Photojournalism Column 
Subject of the Year
by David Burnett
At the time the call came, full of intrigue and coded messages, I figured it would be a real setup. A chance to hang with the subject, and really spend some time on the "inside" of the cocoon. The shoot had been put off for a few days, each day being pushed back another 24 or 48 hours, and the venue and situation altered from the previous rendezvous. In the end, the call came on Friday afternoon: "You and the reporter meet her and her lawyers for a drink, and see what you can get. Only one camera. No flash. You can't make a big deal out of it. You need to be pretty 'cool.'" Well, I could live with being cool, but I wasn't  sure I could live with one camera and no flash.

I ended up taking a Canon EOS A2, a Leica M4, and a flash for the Canon, all of it stuck under my blue blazer, producing (particularly the Jack Rabbit pack) those fashion plate love-handles that only photographers trying to dress up can do. The bulges kind of negate whatever else you try to do to be cool (i.e. an ascot instead of a bow tie, or a banded collar shirt--you know--what Robert Redford would wear on the Letterman show).

So, protruding with gear, I met the reporter at a quiet table at Mortons, a steak house in Washington, to see about our rendezvous with Monica Lewinsky and her attorneys. It would be a "drink" at a restaurant (not at home, not shopping, not motoring around town), and it was very unclear just how much access we would have, if we would even see her at all, and whether there would really be a chance to photograph her.
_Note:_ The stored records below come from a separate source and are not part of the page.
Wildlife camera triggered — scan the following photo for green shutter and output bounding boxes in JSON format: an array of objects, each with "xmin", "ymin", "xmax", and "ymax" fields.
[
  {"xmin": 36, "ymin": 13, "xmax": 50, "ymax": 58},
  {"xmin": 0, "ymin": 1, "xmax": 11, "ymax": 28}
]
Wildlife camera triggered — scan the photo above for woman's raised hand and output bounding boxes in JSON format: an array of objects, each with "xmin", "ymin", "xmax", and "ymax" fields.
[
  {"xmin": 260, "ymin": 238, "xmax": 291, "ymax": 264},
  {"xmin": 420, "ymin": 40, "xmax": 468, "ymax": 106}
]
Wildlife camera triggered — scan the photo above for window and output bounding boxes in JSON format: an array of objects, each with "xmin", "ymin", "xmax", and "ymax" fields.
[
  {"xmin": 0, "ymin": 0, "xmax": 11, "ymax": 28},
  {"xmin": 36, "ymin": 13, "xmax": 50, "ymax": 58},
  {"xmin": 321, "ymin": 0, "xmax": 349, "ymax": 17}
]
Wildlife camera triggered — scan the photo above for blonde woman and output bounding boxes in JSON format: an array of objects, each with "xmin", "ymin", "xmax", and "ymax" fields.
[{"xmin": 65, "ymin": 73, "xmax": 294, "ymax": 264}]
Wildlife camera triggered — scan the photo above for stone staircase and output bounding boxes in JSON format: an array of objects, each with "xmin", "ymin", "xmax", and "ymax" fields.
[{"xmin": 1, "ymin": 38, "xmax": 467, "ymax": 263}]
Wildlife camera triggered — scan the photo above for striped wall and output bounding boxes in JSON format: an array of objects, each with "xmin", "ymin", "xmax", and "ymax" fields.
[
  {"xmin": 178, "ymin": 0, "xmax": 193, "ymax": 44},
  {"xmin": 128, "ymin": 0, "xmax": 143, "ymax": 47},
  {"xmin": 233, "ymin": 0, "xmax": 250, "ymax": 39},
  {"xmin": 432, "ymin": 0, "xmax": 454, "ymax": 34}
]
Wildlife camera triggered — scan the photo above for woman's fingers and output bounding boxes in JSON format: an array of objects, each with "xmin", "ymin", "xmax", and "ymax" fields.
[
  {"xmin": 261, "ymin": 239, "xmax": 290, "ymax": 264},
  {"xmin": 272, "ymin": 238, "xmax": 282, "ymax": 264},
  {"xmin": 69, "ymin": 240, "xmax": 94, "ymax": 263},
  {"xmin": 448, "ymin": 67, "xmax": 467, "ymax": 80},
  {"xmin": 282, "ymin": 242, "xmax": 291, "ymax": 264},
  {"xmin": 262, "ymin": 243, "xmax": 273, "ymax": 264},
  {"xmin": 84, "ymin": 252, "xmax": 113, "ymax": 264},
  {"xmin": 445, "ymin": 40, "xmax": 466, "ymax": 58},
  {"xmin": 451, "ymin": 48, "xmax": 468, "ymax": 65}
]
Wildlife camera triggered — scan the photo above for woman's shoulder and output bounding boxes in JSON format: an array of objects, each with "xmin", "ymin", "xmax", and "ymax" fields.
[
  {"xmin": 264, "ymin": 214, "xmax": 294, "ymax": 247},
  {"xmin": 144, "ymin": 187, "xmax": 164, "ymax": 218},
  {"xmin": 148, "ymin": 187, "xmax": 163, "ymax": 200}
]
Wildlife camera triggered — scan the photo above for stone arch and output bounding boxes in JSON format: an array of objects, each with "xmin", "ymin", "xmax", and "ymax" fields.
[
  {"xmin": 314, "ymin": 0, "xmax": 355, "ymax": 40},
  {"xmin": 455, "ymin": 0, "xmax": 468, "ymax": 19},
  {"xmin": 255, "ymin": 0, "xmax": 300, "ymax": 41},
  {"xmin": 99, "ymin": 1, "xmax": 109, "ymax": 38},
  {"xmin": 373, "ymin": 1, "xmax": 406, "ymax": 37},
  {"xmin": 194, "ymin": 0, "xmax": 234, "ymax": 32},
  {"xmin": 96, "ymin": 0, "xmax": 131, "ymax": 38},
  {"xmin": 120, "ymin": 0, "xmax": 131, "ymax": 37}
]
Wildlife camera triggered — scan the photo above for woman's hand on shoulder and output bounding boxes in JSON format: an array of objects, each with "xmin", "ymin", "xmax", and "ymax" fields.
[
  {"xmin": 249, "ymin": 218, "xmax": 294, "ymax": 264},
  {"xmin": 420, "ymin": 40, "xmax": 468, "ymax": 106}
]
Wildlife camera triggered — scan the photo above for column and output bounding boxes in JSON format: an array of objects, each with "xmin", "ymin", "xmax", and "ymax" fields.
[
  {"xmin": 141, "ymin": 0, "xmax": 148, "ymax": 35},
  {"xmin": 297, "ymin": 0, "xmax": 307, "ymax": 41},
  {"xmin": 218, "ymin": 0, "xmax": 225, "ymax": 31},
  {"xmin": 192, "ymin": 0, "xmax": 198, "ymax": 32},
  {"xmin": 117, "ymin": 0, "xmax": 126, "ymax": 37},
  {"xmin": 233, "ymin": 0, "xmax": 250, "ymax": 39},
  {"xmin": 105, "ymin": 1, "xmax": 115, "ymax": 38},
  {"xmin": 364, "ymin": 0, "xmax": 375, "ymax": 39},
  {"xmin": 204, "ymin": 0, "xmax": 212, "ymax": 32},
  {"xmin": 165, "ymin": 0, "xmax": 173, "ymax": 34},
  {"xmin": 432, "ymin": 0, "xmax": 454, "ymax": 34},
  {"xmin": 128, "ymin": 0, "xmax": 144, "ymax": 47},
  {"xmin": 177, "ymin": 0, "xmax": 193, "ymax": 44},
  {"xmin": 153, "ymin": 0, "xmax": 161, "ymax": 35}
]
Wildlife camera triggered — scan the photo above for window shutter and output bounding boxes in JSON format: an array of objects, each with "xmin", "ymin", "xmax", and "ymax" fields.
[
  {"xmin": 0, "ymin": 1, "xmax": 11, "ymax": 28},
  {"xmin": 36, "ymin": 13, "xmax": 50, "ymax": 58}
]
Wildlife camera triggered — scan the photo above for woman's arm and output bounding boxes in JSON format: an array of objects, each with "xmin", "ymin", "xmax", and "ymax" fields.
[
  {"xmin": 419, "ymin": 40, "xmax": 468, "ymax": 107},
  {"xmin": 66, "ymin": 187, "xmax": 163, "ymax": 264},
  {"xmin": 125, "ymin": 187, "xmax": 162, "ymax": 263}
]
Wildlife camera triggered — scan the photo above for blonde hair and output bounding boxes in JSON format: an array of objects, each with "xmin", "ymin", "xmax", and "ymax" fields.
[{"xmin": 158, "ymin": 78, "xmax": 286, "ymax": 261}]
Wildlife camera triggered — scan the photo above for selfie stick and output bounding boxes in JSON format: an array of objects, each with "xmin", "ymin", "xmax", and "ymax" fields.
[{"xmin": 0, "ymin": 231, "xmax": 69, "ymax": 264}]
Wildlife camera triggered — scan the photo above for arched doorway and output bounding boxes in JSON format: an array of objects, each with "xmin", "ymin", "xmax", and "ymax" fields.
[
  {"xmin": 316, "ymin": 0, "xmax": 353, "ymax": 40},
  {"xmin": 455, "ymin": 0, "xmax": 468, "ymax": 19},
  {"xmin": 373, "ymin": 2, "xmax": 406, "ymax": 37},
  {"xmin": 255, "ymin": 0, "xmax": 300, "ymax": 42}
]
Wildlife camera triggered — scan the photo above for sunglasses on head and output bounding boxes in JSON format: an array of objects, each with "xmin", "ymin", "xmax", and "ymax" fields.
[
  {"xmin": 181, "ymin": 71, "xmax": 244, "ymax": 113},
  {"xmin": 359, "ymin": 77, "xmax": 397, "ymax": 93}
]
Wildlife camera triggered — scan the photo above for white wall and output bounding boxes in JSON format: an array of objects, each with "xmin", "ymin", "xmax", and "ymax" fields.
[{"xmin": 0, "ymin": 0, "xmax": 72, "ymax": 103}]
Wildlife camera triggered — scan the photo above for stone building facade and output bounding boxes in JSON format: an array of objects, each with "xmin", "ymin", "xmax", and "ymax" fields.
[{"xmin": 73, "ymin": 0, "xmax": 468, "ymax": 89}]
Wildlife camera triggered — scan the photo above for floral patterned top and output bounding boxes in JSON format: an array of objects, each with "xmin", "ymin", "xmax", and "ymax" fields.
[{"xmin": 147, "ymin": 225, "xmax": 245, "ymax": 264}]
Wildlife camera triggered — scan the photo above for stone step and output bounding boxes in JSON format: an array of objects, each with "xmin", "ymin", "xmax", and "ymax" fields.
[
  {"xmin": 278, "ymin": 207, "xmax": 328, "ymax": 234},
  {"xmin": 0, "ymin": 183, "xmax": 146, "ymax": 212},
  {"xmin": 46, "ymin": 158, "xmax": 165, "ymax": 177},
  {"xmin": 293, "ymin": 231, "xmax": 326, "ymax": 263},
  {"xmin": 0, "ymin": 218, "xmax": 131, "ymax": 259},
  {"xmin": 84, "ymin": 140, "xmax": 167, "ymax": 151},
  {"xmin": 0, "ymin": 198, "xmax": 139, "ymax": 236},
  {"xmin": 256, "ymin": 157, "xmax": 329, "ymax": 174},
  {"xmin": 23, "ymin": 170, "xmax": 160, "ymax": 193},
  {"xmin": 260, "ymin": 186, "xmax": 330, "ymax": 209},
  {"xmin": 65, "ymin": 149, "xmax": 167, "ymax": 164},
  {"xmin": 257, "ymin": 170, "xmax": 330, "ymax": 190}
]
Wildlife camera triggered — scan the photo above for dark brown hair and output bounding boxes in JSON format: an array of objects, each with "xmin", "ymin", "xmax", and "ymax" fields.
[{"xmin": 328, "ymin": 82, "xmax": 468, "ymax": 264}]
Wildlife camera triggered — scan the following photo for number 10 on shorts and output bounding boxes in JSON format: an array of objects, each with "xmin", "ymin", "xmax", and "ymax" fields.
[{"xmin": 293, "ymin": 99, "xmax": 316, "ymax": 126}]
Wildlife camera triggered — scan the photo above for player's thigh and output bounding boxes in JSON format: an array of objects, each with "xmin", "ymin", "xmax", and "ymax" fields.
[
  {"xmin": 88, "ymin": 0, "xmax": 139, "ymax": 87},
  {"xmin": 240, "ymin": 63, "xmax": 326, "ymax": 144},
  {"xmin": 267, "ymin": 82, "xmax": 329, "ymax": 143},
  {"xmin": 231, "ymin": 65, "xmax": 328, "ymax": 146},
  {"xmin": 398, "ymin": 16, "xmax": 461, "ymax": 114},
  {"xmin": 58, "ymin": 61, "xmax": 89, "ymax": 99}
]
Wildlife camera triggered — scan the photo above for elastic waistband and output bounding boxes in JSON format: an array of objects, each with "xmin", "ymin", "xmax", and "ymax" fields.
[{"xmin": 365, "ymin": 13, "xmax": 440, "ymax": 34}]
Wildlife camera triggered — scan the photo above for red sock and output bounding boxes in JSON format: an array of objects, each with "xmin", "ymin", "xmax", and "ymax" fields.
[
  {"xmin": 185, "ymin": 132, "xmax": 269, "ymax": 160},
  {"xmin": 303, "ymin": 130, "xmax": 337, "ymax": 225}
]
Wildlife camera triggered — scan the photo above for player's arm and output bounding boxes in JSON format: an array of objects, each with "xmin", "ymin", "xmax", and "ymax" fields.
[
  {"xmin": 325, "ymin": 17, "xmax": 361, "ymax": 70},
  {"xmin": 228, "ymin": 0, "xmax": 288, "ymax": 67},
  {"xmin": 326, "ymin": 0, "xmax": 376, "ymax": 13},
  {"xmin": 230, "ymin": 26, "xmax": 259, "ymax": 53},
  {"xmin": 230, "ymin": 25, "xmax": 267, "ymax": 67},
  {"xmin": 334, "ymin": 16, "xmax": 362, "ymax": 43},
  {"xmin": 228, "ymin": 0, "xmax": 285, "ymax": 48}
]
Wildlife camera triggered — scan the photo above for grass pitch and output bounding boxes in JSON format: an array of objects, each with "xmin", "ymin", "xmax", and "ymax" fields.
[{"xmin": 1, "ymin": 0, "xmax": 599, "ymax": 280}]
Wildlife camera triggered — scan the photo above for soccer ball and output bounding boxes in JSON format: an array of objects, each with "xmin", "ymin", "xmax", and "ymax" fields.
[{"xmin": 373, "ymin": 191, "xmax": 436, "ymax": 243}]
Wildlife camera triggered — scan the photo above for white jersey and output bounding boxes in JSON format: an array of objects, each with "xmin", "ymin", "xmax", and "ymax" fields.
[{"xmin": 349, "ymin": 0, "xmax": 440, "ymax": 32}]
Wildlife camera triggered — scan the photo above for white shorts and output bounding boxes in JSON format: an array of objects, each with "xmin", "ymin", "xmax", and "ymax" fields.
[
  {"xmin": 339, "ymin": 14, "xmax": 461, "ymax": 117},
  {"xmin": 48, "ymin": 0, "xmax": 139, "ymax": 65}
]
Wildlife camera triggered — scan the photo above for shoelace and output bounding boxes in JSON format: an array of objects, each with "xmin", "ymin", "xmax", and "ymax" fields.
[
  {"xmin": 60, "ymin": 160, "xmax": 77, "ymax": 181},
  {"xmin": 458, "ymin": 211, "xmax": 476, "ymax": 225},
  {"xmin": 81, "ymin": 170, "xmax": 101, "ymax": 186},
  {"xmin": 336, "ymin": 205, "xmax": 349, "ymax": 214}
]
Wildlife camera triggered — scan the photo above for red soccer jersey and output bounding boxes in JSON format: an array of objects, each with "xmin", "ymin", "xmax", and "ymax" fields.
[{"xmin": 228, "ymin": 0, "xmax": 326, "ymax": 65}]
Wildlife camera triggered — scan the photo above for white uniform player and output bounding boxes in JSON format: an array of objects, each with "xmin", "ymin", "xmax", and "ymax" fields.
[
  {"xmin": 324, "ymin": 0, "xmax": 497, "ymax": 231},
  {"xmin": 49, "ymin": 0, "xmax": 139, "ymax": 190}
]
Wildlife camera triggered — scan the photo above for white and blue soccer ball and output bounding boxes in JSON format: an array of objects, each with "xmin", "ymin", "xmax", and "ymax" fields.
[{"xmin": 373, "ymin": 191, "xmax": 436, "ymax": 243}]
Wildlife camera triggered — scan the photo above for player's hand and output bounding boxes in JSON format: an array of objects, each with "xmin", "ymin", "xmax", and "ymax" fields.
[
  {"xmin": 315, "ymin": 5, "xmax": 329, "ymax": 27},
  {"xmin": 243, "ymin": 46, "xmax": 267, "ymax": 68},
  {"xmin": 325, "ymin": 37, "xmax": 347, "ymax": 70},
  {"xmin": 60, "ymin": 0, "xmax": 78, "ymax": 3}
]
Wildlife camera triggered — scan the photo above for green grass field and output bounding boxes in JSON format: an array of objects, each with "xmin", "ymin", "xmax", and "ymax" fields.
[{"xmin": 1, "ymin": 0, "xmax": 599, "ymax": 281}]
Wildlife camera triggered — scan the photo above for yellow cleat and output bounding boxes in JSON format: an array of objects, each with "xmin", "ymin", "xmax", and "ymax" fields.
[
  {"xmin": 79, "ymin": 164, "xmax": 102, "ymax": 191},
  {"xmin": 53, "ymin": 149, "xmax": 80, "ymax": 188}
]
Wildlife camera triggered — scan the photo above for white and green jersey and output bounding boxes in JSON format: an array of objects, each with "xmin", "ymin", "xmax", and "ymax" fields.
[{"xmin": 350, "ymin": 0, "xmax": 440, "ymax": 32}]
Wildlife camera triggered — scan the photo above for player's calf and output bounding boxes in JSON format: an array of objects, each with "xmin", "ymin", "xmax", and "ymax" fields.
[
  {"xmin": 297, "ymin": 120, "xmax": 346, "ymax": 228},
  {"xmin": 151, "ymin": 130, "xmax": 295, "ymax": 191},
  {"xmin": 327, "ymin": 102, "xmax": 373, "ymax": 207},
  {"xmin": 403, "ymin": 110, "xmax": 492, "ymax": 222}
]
When they came in (having been followed by the stakeout crew from the Watergate), they went almost unnoticed by the other patrons. It was a case of "I think she looks like her picture," and even from across the room we knew who it was. When we walked into the dimly lit, dark wood paneled private dining room, we couldn't have been more warmly welcomed.

My first move, although fruitless, was to turn up the lights with the rheostat. No such luck. And this is what you call "All the Lights on?" Messrs. Ginsburg and Speights, her lawyers, were sitting at the table with her. They welcomed us, and we all ordered drinks. (Tonic with lime and a splash of bitters. It's soothing to a butterfly-threatened tummy.) The conversation was warm, and personal, yet not exactly full of what Bob Barr might have assaulted her with. We were really just trying to get a portrait of her, her feelings about being chased by the press, what her life must be like "right now."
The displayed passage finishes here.